La platica con mi primo hermano Gustavo, me trasladó al fatídico 12 de septiembre de 1982, cuando la tragedia se cernió en las victimas de “los freseros”, fecha en que perdieron la vida 9 personas que les hicieron falta a los suyos más que a nadie. El gobierno se lavó las manos.

La platica nos llevó al tema del “Encinal”, nuestro cerro, eso creímos, todo el tiempo lo subimos llevando unas naranjas, tacos de frijoles y “guajes de agua”, sin ofender. Recordamos las historias y leyendas que del “Agarre de Aguilar” se cuentan. El tiempo no nos guarda las cosas como las dejamos, el hace su trabajo, y parte de eso es conservar bajo capas de protección lo que no fuimos a recoger, pero que alguien en el futuro, intentará entender.

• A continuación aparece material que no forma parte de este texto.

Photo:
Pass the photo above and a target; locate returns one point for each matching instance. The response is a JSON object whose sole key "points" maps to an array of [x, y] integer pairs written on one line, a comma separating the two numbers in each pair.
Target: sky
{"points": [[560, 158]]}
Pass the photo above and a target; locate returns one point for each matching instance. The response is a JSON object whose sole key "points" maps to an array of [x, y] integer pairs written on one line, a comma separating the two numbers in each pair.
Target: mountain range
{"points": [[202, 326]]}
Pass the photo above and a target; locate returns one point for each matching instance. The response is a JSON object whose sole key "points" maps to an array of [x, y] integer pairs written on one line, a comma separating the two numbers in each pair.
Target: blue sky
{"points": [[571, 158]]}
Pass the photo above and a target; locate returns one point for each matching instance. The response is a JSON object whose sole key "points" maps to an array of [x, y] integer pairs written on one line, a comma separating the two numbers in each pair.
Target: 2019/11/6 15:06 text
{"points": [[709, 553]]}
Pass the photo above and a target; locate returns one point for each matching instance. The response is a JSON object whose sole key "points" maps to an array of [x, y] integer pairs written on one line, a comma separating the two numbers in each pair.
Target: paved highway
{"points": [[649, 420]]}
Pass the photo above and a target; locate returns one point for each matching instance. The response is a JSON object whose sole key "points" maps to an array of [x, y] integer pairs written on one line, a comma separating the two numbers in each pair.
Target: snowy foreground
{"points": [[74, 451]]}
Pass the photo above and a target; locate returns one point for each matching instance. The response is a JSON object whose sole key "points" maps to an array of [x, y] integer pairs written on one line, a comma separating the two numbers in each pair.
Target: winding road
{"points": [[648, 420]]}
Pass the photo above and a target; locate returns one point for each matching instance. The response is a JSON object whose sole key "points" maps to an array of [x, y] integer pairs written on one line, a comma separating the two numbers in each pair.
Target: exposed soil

Y tratándose de entender, el Maestro José Alfredo, en una expresión que pueda considerarse misógina, dice: “Por ahí dejé la botella, donde me bebí tu amor, alguien se quedó con ella, yo no se pá que la quiera, yo me bebí lo mejor”.

No hay robo, ni estafa y si hay desgano, decidía, “Ya mañana” o tal vez “otro día”. Hasta el momento, yo no creo en la Resurrección y como dijera Elvis Presley “Is now or never”. O como dice la muy vieja frase “En vida hermano, en vida”.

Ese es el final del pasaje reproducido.